Olé Pépito !
Le long d’une place ensoleillée où grouille une nuée d’enfants joyeux, s’étire une rangée de bistrots aux devantures arborées. Dans la chaleur de l’après-midi, tu avances sur le trottoir, entre tavernes, désertes et terrasses, bondées.
Tandis qu’une rangée de haut-parleurs déboite tes tympans à grands coups de flamenco, s’élève des tables une cacophonie de poulailler menacé par un renard rusé. Les oreilles froncées sous l’agression sonore, tu hésites entre folie douce et manque d’habitude... tu votes pour un peu des deux. Tu choisis ensuite la meilleure position, juste entre deux baffles jeteuses d’olé à tue-tête, histoire de limiter au mieux l’avalanche acoustique. Tu t’assois, soulagé. Juste derrière toi, une tablée braille comme une travée d’aficionados en plein match.
D’une table toute proche, une dame en robe à pois se lève, titube jusqu’à toi et, d’un grand sourire, te demande ce que tu veux. Par méconnaissance de la langue autant que par peur de ne pas pouvoir couvrir le tintamarre ambiant, tu lui mimes que tu veux… boire. D’un clin d’œil approbateur elle te signale qu’elle t’a compris et, dans une envolée de jupons à froufrou, va te chercher… à boire.
Le temps de la première gorgée l’atmosphère de fête t’enveloppe, t’emporte et toi, t’es pas du genre à vraiment protester… Dans la chaleur ambiante, la gorge au frais, où pourrais-tu être mieux que là où tu es ?
Détendu, tu laisses planer ton regard autour de toi, tout n’est que vivas, fiestas, cervezas, tapas, migas… lindas todas !
Ou presque. Devant ta table, un couple à la couleur un peu trop pale pour être locale, reste aussi froid que s’ils buvaient un verre l’eau de Villée dans une cuisine d’HLM, histoire de te rappeler que les infirmes de la déconnade existent aussi… Mais trois secondes plus tard, égoïste, tu les as oubliés.
La tablée derrière toi vient de monter d’un ton.

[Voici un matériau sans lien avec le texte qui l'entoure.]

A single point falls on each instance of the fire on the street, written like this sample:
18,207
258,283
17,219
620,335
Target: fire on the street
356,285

Tu te retournes juste à temps pour voir un couple se lever sous les acclamations générales. Un sourire entendu aux lèvres, les deux héros du moment se dirigent vers un espace laissé libre entre deux terrasses et, sous les encouragements d’un public survolté, attaquent quelques passes de flamenco.
L’homme surtout t’impressionne par la grâce et l’originalité de ses mouvements. Pourtant ils n’ont rien de danseurs professionnels. Si tu retires la grosse fleur rouge que la femme porte dans les cheveux, ils ont tous deux l’air de bosser pour une banque ou une compagnie d’assurance. Ils ressemblent à n’importe quels employés de bureau de ton pays... sauf que le mouvement, lui, n’a rien à voir.
Tu t’étonnes qu’un jour de semaine, tout ce joli monde se permette un tel apéro de cowboy. Tu fronces les sourcils en imaginant la migraine de lendemain. Commet font-ils ? En regardant mieux, sur la table, peu de verres d’alcool, deux ou trois verres de bière tout au plus. Le reste est essentiellement des jus de fruit et des sodas. Tu réalises avec plaisir que, dans certains coins de ce monde, il n’est pas forcement besoin de boire beaucoup d’alcool pour être en état d’ibérité.